28. Third, the documents clearly established the identity of the Truck involved in the accident, the identity of the driver driving the truck, the identity of the owner of the Truck, the name of the insurer of the offending Truck, the period of coverage of insurance of the Truck, the details of the lodging of 13 FIR in the concerned police station in relation to the accident.
29. In our view, what more documents could be filed than the documents filed by the appellants to prove the factum of the accident and the persons involved therein.
30. Fourth, so far as the driver and owner of the Truck were concerned, both remained ex parte since inception and, therefore, neither contested the appellants’ claim petition nor entered into the witness box to rebut the allegations of the appellants made in the claim petition and the evidence. An adverse inference against both could be drawn.
31. Fifth, so far as the Insurance Company is concerned, they also did not examine any witness to rebut the appellants’ evidence. The Insurance Company could have adduced evidence by 14 examining the driver of the offending Truck as their witness but it was not done.
32. Sixth, on the other hand, the appellants examined three witnesses and thereby discharged their initial burden to prove the case.

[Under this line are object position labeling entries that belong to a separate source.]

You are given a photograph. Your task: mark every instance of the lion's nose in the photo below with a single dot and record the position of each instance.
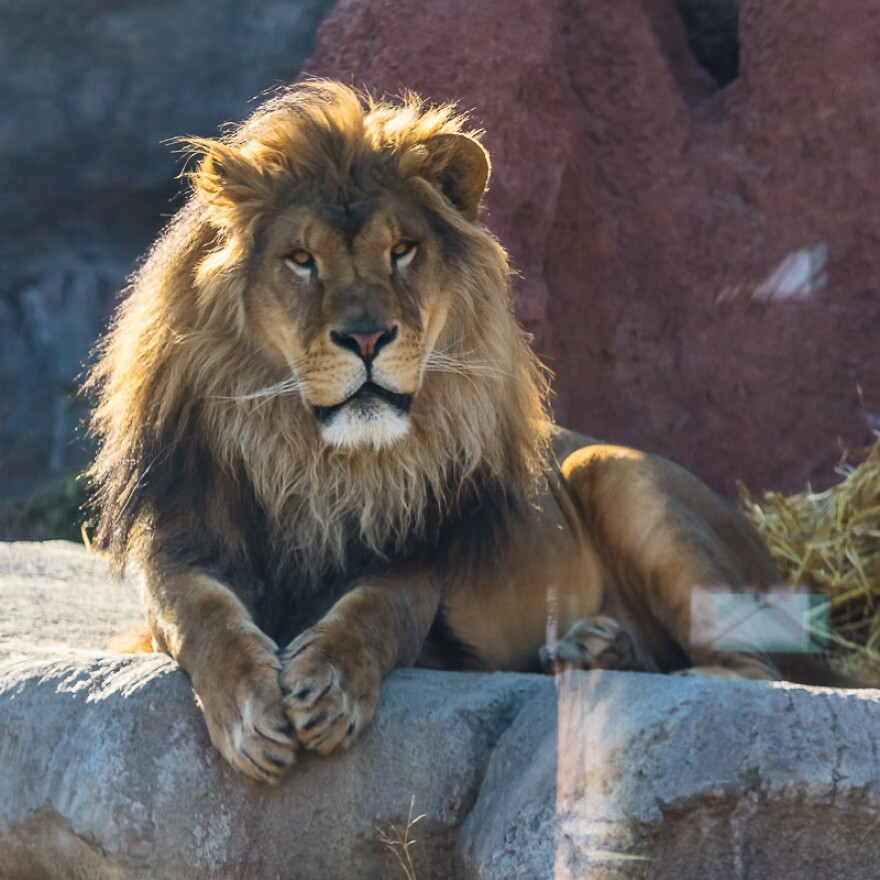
(366, 343)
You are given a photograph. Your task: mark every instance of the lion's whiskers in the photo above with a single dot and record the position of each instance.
(285, 386)
(441, 362)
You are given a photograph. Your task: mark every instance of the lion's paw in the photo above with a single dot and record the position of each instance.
(249, 726)
(330, 693)
(598, 642)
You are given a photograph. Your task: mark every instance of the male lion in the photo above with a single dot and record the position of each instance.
(320, 427)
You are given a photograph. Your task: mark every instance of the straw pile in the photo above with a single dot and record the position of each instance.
(829, 542)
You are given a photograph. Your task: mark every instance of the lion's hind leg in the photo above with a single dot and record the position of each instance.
(666, 540)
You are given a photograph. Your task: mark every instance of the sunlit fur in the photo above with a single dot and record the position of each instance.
(183, 357)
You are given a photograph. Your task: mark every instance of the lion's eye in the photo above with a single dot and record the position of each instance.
(402, 253)
(302, 263)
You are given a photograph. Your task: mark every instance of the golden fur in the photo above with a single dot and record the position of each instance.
(321, 428)
(182, 352)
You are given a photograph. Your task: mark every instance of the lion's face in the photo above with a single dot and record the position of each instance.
(351, 299)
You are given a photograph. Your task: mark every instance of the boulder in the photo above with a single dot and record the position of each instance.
(698, 263)
(108, 773)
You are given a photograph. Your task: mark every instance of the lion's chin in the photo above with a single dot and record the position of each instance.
(360, 425)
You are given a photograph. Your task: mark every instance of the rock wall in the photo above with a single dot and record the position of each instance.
(699, 264)
(108, 773)
(90, 93)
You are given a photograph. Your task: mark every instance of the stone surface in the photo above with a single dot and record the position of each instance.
(90, 91)
(108, 773)
(699, 264)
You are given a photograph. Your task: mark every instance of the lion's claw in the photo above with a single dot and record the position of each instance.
(326, 707)
(251, 730)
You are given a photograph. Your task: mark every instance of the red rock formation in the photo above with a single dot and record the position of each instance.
(648, 211)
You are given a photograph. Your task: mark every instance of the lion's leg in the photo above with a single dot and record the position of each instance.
(233, 666)
(332, 672)
(665, 539)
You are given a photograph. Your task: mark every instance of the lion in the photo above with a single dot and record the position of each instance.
(326, 441)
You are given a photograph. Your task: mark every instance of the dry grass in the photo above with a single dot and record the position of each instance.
(829, 542)
(400, 842)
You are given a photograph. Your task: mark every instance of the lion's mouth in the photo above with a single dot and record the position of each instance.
(366, 395)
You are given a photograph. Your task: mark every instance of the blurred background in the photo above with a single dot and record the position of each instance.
(690, 190)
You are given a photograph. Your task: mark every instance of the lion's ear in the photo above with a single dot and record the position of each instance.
(460, 165)
(225, 177)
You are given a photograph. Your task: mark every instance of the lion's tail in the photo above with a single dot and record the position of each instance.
(135, 640)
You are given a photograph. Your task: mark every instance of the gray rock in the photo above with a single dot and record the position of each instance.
(90, 91)
(108, 772)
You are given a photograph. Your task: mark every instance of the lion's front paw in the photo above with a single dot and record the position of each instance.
(248, 724)
(331, 691)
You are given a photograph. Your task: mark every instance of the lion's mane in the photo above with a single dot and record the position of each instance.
(197, 467)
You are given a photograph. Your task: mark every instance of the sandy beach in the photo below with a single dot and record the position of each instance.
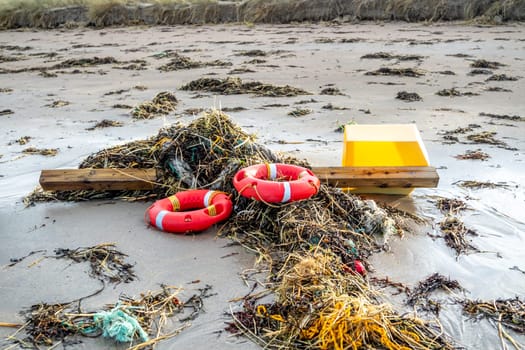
(461, 81)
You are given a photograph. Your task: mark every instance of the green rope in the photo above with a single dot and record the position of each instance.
(119, 325)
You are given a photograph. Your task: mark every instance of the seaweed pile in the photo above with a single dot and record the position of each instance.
(235, 86)
(314, 251)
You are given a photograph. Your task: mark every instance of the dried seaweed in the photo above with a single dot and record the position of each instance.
(47, 323)
(319, 305)
(404, 72)
(480, 184)
(473, 154)
(486, 64)
(487, 137)
(501, 77)
(179, 62)
(299, 112)
(106, 262)
(6, 111)
(510, 312)
(49, 152)
(235, 86)
(451, 205)
(420, 294)
(163, 103)
(105, 123)
(453, 92)
(502, 116)
(408, 96)
(389, 56)
(455, 232)
(331, 91)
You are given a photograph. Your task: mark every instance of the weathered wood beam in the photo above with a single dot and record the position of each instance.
(144, 179)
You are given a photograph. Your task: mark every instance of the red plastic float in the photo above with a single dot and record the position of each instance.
(276, 183)
(190, 211)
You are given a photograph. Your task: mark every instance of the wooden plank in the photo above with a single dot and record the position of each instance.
(97, 179)
(379, 177)
(143, 179)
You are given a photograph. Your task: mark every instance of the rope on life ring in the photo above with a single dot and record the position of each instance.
(190, 211)
(276, 183)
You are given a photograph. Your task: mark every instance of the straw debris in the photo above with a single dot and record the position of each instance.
(235, 86)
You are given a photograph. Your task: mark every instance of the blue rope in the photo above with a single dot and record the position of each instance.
(119, 325)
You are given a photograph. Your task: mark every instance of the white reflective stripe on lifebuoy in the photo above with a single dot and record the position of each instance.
(273, 171)
(207, 198)
(160, 216)
(287, 195)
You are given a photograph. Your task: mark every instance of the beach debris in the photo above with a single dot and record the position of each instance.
(241, 71)
(319, 305)
(408, 96)
(497, 89)
(122, 106)
(509, 312)
(105, 261)
(255, 61)
(144, 319)
(23, 140)
(473, 154)
(501, 77)
(235, 86)
(389, 56)
(6, 111)
(116, 92)
(486, 64)
(84, 62)
(451, 205)
(455, 232)
(331, 91)
(179, 62)
(502, 116)
(420, 294)
(252, 53)
(163, 103)
(480, 184)
(105, 123)
(487, 137)
(299, 112)
(480, 71)
(48, 152)
(453, 92)
(233, 109)
(404, 72)
(331, 107)
(58, 104)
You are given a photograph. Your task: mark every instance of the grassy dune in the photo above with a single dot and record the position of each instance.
(56, 13)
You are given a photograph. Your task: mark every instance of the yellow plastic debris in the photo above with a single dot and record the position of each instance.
(380, 145)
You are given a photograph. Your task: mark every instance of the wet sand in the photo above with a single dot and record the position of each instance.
(55, 112)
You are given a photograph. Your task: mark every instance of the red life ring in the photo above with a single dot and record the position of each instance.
(207, 208)
(260, 182)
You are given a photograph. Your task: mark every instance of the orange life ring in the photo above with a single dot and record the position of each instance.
(276, 183)
(189, 211)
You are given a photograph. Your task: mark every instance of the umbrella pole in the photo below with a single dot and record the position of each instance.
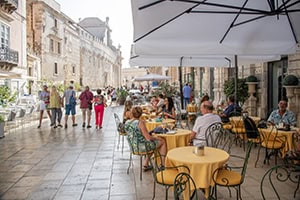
(235, 81)
(180, 82)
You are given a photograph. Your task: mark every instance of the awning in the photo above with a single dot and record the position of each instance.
(8, 75)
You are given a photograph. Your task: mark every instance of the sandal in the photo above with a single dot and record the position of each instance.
(147, 168)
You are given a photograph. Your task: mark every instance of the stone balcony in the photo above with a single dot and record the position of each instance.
(8, 58)
(9, 6)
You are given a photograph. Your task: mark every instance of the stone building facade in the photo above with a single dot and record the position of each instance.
(71, 51)
(13, 45)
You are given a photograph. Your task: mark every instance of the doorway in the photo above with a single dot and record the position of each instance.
(276, 91)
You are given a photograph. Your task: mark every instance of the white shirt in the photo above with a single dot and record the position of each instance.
(201, 125)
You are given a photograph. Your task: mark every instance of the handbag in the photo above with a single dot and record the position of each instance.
(90, 104)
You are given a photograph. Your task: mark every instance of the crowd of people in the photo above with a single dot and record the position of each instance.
(53, 103)
(165, 105)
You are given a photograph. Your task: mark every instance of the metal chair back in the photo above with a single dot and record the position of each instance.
(184, 183)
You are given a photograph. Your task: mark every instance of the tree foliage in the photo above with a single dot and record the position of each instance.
(242, 92)
(6, 96)
(166, 89)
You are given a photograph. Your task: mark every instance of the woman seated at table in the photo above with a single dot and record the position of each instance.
(140, 137)
(168, 109)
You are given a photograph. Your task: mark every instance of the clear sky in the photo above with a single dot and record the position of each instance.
(120, 19)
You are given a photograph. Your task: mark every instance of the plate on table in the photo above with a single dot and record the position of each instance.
(171, 132)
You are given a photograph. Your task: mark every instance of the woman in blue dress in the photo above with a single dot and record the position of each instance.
(140, 138)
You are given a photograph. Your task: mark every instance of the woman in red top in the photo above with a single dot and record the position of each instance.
(99, 104)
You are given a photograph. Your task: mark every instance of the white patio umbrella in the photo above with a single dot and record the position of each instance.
(152, 77)
(192, 28)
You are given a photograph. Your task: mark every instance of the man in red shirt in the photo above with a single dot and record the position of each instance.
(86, 98)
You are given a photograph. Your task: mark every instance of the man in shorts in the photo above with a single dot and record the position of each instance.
(70, 107)
(86, 98)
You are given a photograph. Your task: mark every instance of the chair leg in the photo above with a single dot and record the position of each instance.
(154, 188)
(258, 153)
(130, 160)
(240, 192)
(118, 141)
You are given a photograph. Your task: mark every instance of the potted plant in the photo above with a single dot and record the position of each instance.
(2, 123)
(121, 96)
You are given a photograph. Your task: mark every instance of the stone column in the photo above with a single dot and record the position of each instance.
(291, 97)
(252, 99)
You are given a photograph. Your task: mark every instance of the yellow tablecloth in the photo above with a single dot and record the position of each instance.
(150, 125)
(180, 139)
(201, 167)
(290, 143)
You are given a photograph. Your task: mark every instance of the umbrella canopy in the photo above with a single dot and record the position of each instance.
(212, 27)
(152, 77)
(199, 61)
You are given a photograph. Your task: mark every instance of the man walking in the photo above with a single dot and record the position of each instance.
(86, 98)
(70, 105)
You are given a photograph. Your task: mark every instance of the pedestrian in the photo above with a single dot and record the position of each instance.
(86, 105)
(70, 105)
(186, 90)
(202, 123)
(55, 106)
(44, 97)
(113, 96)
(99, 105)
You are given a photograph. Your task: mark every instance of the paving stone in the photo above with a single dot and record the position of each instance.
(63, 164)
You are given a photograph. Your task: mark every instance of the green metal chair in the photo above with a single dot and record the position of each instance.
(164, 176)
(184, 183)
(273, 143)
(122, 133)
(277, 178)
(229, 176)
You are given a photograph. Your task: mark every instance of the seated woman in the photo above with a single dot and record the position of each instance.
(140, 138)
(168, 109)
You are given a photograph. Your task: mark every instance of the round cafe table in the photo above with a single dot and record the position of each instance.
(150, 125)
(181, 138)
(201, 167)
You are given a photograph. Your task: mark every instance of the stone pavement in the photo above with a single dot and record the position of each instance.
(87, 164)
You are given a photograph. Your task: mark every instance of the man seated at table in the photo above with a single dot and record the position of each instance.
(202, 123)
(160, 103)
(282, 115)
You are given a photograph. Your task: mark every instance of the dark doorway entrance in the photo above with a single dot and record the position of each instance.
(276, 91)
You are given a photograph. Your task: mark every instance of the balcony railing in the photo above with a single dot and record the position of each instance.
(9, 5)
(9, 55)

33. Seventh, if the Court did not exhibit the documents despite the appellants referring them at the time of recording evidence then in such event, the appellants cannot be denied of their right to claim the compensation on such ground. In our opinion, it was nothing but a procedural lapse, which could not be made basis to reject the claim petition. It was more so when the appellants adduced oral and documentary evidence to prove their case and the respondents did nothing to counter them.
34. In the light of the aforementioned seven reasons, we are of the considered opinion that the appellants were able to prove the factum of the accident so also the factum of rash and negligent act of the driver causing the accident. It is also proved that the offending Truck was insured with respondent No. 1 at the time of accident and was owned by respondent No. 3.
35. This takes us to consider the next question as to how much compensation the appellants are entitled to claim for the death of their bread earner Rajendra Prasad.
36. It has come in the evidence that the deceased was around 25 years of age and left behind him his wife and two minor children. It has also come in evidence that he was earning around Rs.10,000/- per month.
37. Having regard to all the facts and circumstances of the case, we consider it proper to take Rs.5000/to be his monthly income. Deducting 1/3rd towards personal expenses, we get around Rs.3300/. The appellants are also entitled to claim loss of future prospect at the rate of 40%, which works out to Rs.1320/thus making a total income of Rs.4620/. Applying the multiplier of 18, we get Rs.4620×12 x18 Rs.9,97,920/-.
38. To the aforementioned amount, we add and accordingly award Rs.15,000/- for funeral expenses, Rs.15,000/for loss of the estate and Rs.1,00,000/for loss of spousal and parental consortium. In this way, the appellants (claimants) are held entitled to claim Rs.11,27,920/- by way of compensation from the respondents jointly and severally. The amount awarded by this Court shall carry interest at the rate of 6% p.a. from the date of claim petition till realization.
39. In view of the foregoing discussion, the appeal succeeds and is allowed. Impugned order is set 17 aside. The appellants’ claim petition is allowed in part as indicated above against the respondents jointly and severally.
40. Respondent No.1Insurance Company is directed to deposit the awarded sum within 3 months with the Claims Tribunal for being paid to the appellants after proper verification.